Сонеты Михаила Кукулевича 1939-2020

.




Сонеты Михаила КУКУЛЕВИЧА

……………………………………………………Роман СЛАВАЦКИЙ

В читательском, а подчас и в литературном мире бытует зловредный миф о сонете. Почему-то считается, что этот жанр сух, архаичен и косно-неподвижен. Потому, наверное, большинство поэтов шарахаются от него, как известная персона от ладана. Те же, кто берётся сочинять в этой поэтической традиции, зачастую действительно попадают под влияние архаической схемы, отчего их сонеты получаются натужными, громоздкими и вымученными.

Между тем сонет – чрезвычайно живой и пластичный жанр!
Любой непредвзятый исследователь заметит, сколь разнообразны формы сонета, как они варьируются, в зависимости от страны, времени и авторов. Впрочем, нет смысла долго рассуждать на эту тему. Достаточно обратиться к монографии проф. Олега Федотова «Сонет», где все эти аспекты исследованы с исчерпывающей полнотой.
Мне же хочется в данном очерке рассмотреть частный случай трансформации канона в современной русской поэзии – на примере творчества известного деятеля отечественной культуры М.А. Кукулевича.

Михаил Анатольевич Кукулевич – поэт, прозаик, эссеист, исполнитель авторской песни (бард), родился в 1939 году в Ленинграде. Подобно классикам (Чехов, Булгаков) он по начальной своей профессии медик; точнее – врач-педиатр.

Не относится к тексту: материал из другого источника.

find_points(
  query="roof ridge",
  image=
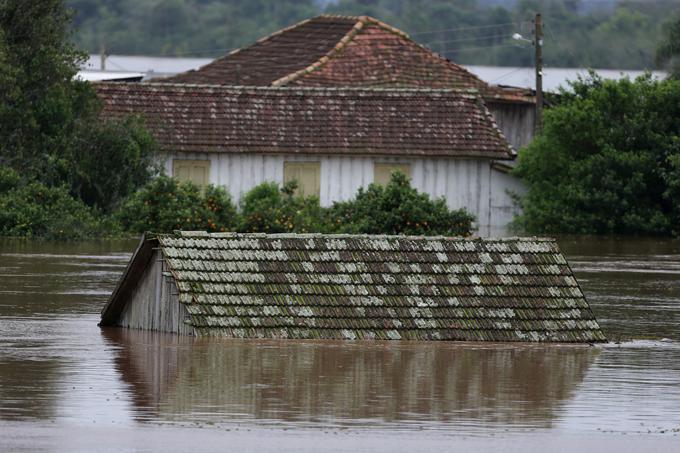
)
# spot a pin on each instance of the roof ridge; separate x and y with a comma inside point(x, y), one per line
point(470, 92)
point(348, 37)
point(259, 41)
point(361, 23)
point(233, 234)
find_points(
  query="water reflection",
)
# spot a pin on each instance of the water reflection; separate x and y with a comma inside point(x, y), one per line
point(216, 380)
point(57, 366)
point(632, 284)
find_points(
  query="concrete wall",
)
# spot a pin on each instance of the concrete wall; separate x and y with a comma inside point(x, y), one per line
point(154, 304)
point(515, 120)
point(464, 183)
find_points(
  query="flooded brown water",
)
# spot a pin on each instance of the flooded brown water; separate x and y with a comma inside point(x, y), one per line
point(67, 385)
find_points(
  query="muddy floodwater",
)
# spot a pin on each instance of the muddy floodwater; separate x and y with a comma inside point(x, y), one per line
point(67, 385)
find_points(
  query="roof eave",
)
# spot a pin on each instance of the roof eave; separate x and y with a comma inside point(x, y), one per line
point(128, 281)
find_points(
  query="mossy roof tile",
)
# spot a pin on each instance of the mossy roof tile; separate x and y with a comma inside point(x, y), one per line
point(378, 287)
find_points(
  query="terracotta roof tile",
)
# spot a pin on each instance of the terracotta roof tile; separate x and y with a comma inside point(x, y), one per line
point(407, 122)
point(343, 51)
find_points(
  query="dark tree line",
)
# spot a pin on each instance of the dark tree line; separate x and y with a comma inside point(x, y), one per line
point(617, 34)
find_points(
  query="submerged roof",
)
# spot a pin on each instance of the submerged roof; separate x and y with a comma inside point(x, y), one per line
point(372, 287)
point(355, 121)
point(342, 51)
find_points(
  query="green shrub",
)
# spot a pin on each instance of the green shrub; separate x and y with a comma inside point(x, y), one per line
point(35, 210)
point(164, 205)
point(397, 208)
point(607, 162)
point(267, 208)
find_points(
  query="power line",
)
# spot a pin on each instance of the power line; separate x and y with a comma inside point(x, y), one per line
point(463, 28)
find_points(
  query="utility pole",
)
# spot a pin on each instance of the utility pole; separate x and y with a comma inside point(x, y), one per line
point(102, 57)
point(538, 44)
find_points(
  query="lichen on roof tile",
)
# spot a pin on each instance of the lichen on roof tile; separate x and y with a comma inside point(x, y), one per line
point(378, 287)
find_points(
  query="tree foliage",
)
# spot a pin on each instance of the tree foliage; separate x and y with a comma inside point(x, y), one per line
point(398, 208)
point(608, 161)
point(36, 210)
point(268, 208)
point(164, 205)
point(50, 128)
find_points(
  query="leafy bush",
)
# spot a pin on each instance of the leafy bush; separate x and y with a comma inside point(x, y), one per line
point(267, 208)
point(109, 160)
point(164, 205)
point(397, 208)
point(35, 210)
point(607, 161)
point(50, 125)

Однако в мире российской культуры он прославился, прежде всего, в качестве автора-исполнителя. В его активе – более четырёхсот песен на стихи как собственные, так и российских поэтов XVIII – XX столетий! Он известен как исследователь биографий декабристов, радио и теле ведущий, режиссёр-документалист и актёр.

В Союзе писателей Москвы состоит с 2007 года. М.А. Кукулевич – автор трёх книг прозы и восьми поэтических сборников.

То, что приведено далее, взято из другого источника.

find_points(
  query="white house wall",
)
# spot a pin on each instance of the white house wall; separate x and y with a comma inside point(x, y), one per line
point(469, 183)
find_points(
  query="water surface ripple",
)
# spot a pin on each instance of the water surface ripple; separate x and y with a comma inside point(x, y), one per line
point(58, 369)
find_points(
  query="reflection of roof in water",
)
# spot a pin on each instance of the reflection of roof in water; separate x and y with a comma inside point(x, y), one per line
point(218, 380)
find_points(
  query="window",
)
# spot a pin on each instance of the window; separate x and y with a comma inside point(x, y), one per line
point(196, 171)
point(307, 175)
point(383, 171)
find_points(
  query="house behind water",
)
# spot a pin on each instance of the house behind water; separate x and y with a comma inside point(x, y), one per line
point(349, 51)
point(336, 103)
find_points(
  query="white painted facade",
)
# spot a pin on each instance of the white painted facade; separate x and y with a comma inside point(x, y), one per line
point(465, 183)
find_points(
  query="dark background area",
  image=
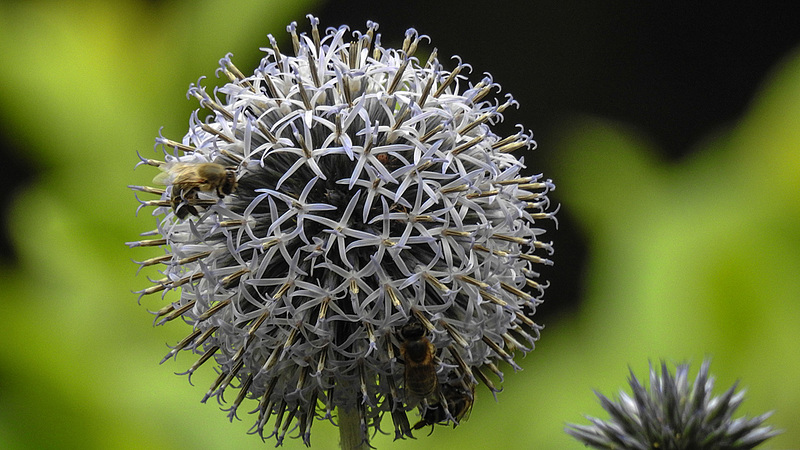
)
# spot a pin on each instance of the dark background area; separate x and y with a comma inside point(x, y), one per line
point(673, 71)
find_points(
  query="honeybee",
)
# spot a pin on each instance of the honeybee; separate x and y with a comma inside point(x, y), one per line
point(459, 404)
point(418, 358)
point(188, 179)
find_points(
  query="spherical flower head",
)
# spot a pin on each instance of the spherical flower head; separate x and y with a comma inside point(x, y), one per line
point(346, 231)
point(672, 414)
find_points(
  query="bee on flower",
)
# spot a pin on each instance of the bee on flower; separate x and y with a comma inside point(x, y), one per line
point(339, 214)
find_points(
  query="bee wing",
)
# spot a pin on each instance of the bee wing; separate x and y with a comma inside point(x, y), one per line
point(162, 178)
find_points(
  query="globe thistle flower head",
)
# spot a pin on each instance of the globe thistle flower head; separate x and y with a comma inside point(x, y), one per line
point(346, 231)
point(674, 414)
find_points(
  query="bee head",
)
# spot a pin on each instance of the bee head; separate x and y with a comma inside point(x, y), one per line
point(412, 331)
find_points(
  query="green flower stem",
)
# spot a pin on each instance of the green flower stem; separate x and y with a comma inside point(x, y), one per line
point(351, 436)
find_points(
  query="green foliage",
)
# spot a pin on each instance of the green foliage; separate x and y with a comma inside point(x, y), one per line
point(692, 258)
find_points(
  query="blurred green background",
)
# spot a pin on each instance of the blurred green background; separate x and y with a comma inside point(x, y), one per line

Но сегодня мы постараемся рассмотреть одну его книгу: «Лирика» (М., 2005), где есть два раздела, посвящённые именно сонету.

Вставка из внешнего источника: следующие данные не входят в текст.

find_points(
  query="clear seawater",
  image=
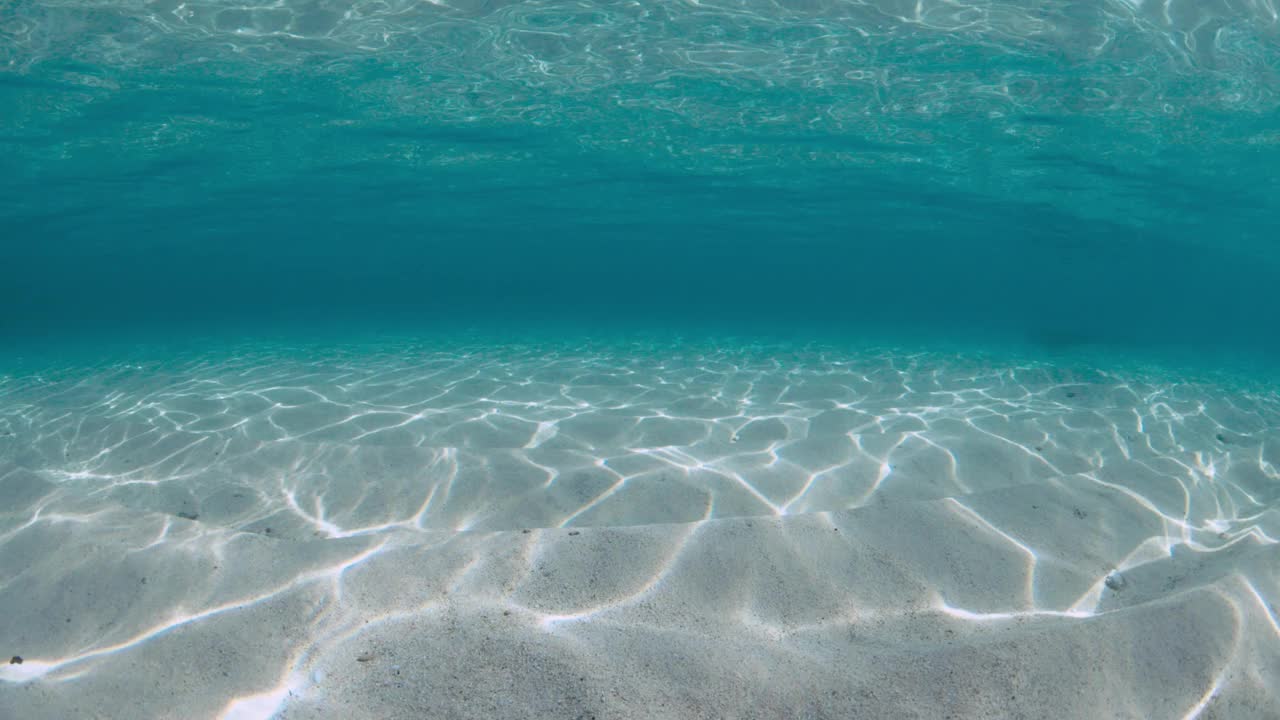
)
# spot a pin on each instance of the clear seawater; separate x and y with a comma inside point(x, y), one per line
point(1038, 238)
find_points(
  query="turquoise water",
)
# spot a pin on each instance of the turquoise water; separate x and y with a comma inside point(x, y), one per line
point(639, 359)
point(1063, 173)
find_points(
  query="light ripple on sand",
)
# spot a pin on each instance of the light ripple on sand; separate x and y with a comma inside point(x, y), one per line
point(618, 534)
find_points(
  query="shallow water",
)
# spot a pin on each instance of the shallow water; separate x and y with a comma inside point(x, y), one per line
point(557, 359)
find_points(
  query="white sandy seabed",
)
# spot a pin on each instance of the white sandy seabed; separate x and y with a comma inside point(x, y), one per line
point(580, 533)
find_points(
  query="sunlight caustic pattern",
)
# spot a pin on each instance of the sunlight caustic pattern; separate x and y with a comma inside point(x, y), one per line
point(279, 531)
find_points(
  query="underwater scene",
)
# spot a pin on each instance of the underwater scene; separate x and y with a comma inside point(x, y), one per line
point(629, 359)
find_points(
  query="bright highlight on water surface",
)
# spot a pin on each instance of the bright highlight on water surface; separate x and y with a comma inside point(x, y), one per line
point(571, 359)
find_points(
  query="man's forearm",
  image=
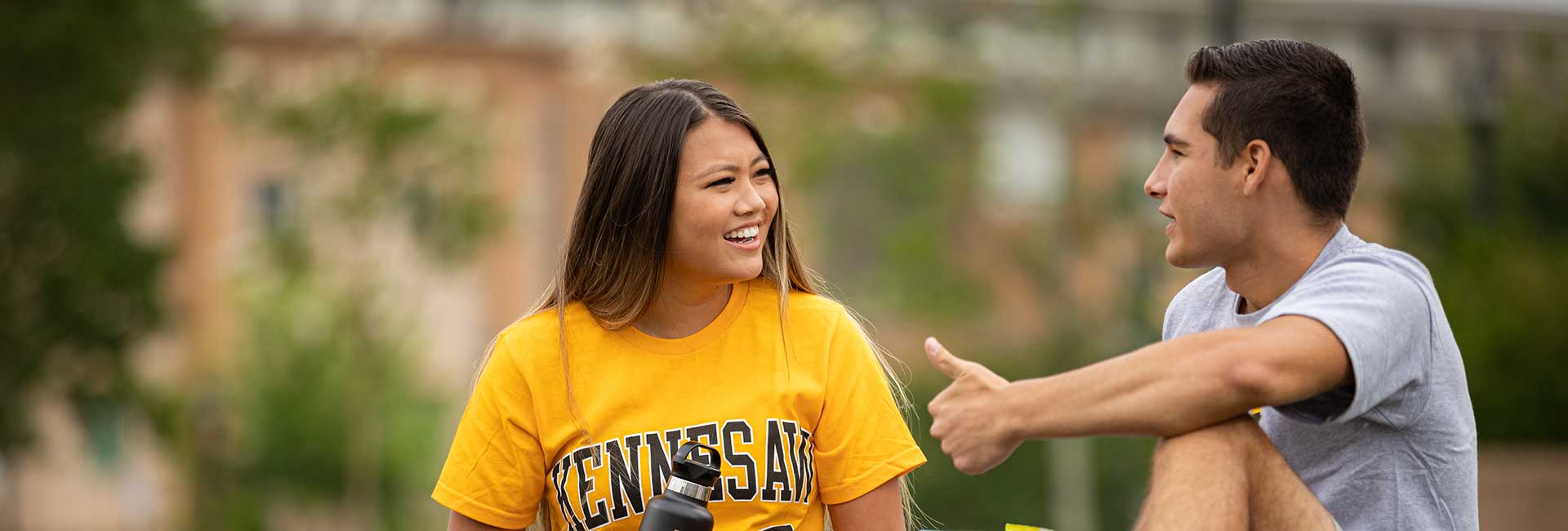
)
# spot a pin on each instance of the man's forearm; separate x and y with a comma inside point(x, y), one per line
point(1164, 389)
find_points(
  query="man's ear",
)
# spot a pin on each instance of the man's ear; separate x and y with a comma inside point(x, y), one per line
point(1256, 160)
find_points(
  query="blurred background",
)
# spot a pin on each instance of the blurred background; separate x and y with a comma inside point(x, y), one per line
point(253, 251)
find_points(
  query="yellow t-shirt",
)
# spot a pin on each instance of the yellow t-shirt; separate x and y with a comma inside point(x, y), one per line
point(794, 431)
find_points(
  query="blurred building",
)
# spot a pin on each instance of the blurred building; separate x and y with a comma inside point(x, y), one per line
point(1075, 112)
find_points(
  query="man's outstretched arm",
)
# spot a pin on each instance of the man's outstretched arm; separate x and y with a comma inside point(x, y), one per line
point(1164, 389)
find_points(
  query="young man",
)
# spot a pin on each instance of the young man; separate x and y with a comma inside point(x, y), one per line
point(1366, 418)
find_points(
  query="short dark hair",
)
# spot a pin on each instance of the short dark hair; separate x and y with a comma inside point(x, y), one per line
point(1300, 99)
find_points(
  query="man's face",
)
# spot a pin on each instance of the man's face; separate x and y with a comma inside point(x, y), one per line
point(1201, 198)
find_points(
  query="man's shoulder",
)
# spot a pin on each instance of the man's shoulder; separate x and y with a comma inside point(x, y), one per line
point(1205, 292)
point(1375, 266)
point(1203, 295)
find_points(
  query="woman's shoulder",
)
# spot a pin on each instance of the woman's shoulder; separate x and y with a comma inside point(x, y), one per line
point(541, 331)
point(804, 309)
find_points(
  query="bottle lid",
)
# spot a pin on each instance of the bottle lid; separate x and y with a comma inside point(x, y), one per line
point(702, 471)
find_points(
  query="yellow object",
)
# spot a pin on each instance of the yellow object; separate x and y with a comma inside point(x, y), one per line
point(795, 433)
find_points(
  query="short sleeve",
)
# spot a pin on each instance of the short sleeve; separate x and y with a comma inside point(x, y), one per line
point(494, 472)
point(862, 440)
point(1382, 317)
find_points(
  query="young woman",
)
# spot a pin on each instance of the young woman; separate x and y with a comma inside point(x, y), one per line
point(681, 312)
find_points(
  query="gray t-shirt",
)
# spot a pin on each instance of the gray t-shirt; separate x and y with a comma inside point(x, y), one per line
point(1394, 450)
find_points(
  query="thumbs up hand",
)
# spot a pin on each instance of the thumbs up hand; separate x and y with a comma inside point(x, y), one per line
point(968, 417)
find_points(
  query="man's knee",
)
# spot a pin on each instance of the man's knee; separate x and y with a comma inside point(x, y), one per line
point(1237, 437)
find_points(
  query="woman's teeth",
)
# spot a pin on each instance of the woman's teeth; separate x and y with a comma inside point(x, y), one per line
point(742, 234)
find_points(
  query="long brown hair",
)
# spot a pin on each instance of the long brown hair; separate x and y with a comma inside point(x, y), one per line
point(615, 251)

В одном из них, названном «Итальянские сонеты», просверкивает отблеск Возрождения…

Флоренции изысканный цветок,
В нём радости усопшей Беатриче,
Вот Дант, ещё не взысканный величьем
Пересекает сад наискосок.

Его смущает этой жизни ад,
Он погружён в воспоминанья рая,
Сквозь шум и гул людской припоминая
Возлюбленной своей случайный взгляд.

О, этот взгляд – он лука тетива,
Он точно в цель пошлёт его слова.
А цель понятна – искренность сонета.

Чтоб мы могли через завесу лет
Увидеть той любви далёкий свет.
И не ослепнуть в темноте от света.

Замечательно, с каким искусством развивается основная тема! От узорчатого флорентийского ириса – к Беатриче. И тут же – видится этот флорентийский сад, и поэт, идущий «наискосок», свободным путём... А дальше – сквозь ад жизни вспоминается взгляд Беатриче, который, словно тетива, направляет стихи к искренности «Новой жизни», чтобы читатель увидел свет далёкой любви, и не ослеп от него, спасённый благородным искусством!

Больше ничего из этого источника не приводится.